Verschobene Realität - Krankheitsbild? lang

Hallo Experten,

ich habe eine Frage, von der weiss das man mir böses unterstellen könnte.
Darum vorab: Es geht mir wirklich nur um Verstehen. Ich könnte eine hier gewonnene Erkenntnis nicht gerichtlich nutzen, würde mich aber helfen nachsichtiger zu sein.

Zum Fall:

Meine Frau hat sich getrennt.
Im Zuge der familiengerichtlichen Auseinandersetzungen wurden seitens meiner Frau böse Anschuldigungen gegen mich erhoben, bis hin zu Straftaten á la Diebstahl, hacken etc.
Ich war deshalb extrem sauer auf meine Frau, weil ich ihr böse Absicht unterstellte.
Dies auch deshalb, weil der Großteil der Anschuldigungen leicht überprüft werden könnte, z.B. die Behauptung ich hätte mich nie um Haushalt und die Kinder gekümmert. Als Beleg für diese Behauptung führt sie an, das wir sogar ein Au Pair haben mussten, obwohl ich zu Hause gewesen sei. Nachweislich war ich aber zum Zeitpunkt als das AuPair bei uns war beruflich in einem anderen europ.
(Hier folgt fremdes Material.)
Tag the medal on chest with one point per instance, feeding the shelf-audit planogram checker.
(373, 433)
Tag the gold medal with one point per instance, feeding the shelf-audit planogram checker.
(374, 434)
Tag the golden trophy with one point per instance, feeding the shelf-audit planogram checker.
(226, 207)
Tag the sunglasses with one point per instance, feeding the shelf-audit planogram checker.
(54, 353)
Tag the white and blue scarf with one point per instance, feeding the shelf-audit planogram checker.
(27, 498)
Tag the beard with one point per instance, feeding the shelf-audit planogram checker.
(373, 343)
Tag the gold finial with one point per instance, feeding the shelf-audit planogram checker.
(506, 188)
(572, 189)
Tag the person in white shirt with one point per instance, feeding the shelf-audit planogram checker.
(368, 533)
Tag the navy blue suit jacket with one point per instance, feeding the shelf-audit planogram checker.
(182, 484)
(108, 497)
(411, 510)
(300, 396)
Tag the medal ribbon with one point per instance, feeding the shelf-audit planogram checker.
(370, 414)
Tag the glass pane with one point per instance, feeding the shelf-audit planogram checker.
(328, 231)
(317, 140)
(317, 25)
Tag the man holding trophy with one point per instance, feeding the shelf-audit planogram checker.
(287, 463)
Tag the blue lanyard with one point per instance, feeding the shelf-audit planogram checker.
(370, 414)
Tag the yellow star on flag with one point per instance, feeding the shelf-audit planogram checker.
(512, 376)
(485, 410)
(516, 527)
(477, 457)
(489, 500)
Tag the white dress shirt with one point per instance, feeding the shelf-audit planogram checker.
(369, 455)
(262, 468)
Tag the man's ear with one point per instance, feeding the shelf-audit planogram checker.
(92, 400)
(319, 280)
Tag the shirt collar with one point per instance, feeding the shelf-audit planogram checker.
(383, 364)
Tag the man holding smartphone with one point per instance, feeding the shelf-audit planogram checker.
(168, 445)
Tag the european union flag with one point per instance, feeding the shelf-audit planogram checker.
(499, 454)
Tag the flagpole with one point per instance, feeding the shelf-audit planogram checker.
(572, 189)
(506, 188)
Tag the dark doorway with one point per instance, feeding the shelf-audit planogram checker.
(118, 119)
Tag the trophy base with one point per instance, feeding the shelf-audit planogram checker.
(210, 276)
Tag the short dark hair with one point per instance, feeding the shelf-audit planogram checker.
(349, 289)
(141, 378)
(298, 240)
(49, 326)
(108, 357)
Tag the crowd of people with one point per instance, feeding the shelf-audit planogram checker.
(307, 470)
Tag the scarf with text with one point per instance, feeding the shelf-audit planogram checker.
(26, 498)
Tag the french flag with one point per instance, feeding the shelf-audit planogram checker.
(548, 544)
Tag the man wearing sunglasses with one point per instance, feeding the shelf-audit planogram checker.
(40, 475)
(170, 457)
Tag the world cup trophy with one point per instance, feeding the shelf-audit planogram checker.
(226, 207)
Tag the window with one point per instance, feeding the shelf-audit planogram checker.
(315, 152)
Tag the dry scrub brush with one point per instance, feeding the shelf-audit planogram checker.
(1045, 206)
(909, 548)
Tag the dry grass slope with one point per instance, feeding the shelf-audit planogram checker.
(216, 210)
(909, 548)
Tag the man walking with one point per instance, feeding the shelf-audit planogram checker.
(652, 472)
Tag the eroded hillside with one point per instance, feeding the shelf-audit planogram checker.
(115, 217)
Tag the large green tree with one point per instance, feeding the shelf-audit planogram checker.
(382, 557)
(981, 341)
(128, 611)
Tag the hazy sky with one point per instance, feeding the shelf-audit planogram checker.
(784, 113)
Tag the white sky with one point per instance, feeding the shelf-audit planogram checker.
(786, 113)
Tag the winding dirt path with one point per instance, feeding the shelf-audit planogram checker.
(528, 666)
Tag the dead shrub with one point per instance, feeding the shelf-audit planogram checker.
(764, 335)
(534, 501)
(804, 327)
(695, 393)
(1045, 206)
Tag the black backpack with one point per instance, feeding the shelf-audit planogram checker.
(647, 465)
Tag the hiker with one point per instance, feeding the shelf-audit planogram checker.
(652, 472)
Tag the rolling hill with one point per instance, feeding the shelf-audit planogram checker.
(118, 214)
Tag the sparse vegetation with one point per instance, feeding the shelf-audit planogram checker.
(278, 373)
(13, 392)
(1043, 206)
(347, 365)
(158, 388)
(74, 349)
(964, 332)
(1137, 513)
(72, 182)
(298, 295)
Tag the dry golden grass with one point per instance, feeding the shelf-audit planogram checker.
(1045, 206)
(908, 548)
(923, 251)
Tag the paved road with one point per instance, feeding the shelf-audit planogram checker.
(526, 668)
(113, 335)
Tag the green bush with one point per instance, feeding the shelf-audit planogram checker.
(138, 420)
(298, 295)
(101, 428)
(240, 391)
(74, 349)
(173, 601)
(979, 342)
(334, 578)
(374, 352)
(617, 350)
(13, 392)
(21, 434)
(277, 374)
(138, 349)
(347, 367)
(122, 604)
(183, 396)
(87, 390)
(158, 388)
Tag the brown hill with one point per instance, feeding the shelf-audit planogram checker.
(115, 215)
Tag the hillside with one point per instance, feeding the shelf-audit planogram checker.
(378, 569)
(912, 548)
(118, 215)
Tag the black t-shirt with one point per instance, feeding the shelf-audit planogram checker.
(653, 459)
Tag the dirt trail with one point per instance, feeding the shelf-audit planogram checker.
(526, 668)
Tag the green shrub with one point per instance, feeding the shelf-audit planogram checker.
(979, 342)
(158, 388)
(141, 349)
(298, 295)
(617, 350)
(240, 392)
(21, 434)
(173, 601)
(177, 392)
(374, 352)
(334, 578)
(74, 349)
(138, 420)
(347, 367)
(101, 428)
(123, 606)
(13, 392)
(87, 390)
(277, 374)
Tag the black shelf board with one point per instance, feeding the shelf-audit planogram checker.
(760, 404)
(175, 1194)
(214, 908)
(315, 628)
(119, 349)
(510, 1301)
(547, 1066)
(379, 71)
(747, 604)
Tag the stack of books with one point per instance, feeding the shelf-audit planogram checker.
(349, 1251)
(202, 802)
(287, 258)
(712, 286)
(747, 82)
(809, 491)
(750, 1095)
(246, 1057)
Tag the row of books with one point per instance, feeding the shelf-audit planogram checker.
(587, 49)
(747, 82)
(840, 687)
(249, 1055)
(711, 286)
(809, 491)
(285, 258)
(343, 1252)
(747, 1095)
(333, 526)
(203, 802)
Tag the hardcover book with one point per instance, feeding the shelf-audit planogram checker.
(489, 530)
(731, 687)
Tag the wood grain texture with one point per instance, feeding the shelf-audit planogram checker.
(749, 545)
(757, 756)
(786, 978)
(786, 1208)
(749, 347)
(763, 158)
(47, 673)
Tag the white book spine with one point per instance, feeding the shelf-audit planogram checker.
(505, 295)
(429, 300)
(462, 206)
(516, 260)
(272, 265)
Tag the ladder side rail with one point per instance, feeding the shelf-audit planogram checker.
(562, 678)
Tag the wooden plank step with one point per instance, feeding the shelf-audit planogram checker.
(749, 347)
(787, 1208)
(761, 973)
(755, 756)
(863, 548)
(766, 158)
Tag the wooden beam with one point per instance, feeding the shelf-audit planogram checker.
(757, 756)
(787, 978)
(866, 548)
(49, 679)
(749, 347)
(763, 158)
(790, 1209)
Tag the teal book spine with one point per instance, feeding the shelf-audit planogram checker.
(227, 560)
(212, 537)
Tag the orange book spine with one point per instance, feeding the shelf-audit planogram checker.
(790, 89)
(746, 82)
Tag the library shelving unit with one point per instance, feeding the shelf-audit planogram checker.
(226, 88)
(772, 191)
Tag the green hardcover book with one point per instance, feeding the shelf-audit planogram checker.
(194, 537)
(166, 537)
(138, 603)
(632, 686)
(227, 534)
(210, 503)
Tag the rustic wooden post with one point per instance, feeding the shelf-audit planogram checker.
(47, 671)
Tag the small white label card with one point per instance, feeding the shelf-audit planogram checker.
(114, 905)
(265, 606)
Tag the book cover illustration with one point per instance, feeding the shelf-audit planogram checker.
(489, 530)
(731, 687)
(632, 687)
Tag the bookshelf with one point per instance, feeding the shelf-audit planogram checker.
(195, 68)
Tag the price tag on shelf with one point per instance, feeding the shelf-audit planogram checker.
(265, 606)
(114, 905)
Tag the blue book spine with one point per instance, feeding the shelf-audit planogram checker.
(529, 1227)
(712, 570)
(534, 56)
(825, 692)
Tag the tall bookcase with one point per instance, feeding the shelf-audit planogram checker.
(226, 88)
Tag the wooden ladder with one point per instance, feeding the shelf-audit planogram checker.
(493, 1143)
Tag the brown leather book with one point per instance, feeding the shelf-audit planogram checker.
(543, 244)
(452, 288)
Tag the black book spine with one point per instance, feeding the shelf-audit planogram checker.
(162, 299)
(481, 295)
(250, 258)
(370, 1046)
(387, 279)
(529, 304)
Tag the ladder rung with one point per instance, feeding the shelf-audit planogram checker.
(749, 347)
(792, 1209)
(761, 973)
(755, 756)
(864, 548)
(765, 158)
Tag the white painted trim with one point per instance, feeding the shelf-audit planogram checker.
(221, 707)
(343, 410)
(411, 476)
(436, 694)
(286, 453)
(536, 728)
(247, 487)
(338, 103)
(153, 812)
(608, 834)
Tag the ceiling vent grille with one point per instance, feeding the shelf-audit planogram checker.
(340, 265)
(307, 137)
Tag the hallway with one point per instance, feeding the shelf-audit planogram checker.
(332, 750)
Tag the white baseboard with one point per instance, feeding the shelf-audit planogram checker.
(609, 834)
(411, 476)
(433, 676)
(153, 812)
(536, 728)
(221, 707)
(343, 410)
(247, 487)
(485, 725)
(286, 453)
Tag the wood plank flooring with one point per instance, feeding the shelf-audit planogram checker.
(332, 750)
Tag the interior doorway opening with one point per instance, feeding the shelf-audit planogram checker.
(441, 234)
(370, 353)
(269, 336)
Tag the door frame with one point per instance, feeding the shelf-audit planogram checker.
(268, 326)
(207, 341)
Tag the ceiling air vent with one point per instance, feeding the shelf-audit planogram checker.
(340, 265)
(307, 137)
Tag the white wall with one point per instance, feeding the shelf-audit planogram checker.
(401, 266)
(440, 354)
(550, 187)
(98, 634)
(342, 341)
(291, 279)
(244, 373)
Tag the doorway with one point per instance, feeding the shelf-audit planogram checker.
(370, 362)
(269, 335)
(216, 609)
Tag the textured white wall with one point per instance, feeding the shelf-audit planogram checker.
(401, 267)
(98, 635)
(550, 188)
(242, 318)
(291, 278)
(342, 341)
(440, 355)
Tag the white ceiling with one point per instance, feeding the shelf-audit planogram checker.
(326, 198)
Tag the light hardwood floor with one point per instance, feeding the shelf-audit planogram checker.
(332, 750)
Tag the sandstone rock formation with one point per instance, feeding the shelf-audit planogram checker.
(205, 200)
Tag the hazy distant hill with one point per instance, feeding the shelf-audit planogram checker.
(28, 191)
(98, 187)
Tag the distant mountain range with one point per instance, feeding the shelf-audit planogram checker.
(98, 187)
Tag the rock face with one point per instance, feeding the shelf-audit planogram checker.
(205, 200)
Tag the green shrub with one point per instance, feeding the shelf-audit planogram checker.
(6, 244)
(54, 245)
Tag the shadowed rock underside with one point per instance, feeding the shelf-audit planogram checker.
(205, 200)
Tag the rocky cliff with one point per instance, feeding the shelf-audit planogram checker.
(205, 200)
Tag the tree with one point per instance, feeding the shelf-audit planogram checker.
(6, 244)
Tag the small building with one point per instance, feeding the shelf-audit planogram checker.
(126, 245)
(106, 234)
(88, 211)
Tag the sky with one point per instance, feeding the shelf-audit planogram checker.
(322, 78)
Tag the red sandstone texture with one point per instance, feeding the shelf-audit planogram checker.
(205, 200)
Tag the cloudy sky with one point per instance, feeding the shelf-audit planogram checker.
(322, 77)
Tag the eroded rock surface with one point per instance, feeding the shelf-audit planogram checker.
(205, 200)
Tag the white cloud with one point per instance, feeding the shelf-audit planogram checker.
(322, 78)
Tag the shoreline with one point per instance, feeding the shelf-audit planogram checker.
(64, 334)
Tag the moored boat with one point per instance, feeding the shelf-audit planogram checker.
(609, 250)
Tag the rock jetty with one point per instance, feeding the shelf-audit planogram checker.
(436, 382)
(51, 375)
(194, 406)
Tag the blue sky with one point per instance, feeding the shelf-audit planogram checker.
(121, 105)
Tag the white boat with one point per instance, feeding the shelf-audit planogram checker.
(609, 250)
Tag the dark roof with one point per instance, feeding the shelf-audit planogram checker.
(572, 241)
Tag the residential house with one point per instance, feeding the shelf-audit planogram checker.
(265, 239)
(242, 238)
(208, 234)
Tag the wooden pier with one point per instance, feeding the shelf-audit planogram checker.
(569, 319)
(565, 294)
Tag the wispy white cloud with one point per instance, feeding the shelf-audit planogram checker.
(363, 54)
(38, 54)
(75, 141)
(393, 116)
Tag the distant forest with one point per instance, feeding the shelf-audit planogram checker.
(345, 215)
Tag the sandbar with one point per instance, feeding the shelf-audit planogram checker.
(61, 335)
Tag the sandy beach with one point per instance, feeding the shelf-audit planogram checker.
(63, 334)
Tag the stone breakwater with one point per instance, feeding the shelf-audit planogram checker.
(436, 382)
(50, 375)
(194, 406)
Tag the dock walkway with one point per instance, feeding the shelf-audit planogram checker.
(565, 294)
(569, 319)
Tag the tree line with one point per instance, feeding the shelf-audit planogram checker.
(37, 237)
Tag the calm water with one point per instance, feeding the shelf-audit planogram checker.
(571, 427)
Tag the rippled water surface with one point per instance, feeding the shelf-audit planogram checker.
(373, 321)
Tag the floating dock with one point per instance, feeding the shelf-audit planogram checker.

Land.
Oder ich soll angeblich gedroht haben sie und die Kinder umzubringen und sie zog deshalb bei Nacht und Nebel mit den Kindern aus.
Zwei Tage später aber brachte sie mir den Jüngsten ( 5 Jahre) damit ich mit ihm über Silvester wegfahren konnte. Belegbar.
Mitunter widerspricht sie sich selber in ihren Aussagen.
So habe ich mich nie um Arbeit bemüht, dann aber mäkelt sie ich sei jeden Nachmittag arbeiten gewesen oder kritisiert meine Kündigung im Unternehmen, für das ich im Ausland war.
Sie sieht in mir jemanden, für den sie jahrelang nur bezahlt hat und keine Gegenleistung bekam.
Es gibt noch einige weitere Bespiele. Diese wurden mir aber alle seitens ihres Anwaltes über das Gericht kenntlich.

Gestern nun, trafen wir uns bei einem Familiengutachter. Während unser gemeinsamer Sohn vom Gutachter befragt wurde, sprach mich meine Frau an, die ich nach den ganzen haltlosen, weil widerlegbaren, Vorwürfen nicht mehr sprechen wollte.
Dort unterstellte sie mir dann ich hätte einen Meineid geschworen als ich eine eidesstattliche Versicherung abgab, das wir zu Beginn unseres Zusammenlebens nur ein Auto besaßen und ich nur bedingt mobil gewesen sei.
Tatsächlich gab es einen Motorroller.
Meine Frau behauptete aber nun sie habe mir diesen Roller bei Händler XY (lokaler Händler am Wohnort) gekauft.
Dabei war sie ernsthaft erbost! Anschliessend negierte sie voller Inbrunst eine bestimmte eMail geschrieben zu haben, obwohl es sowohl für ihre erste Behauptung, als auch für die eMail klare Beweise für einen anderen Sachverhalt gibt.
So habe ich den besagten Roller von Geld bezahlt, den ich von der Versicherung für einen vorher gestohlenen Roller erhalten habe und habe diesen auch nachweislich bei einem Händler, lange vor unserem Zusammenzug, ca. 300 km entfernt vom „Händler“ meiner Frau gekauft.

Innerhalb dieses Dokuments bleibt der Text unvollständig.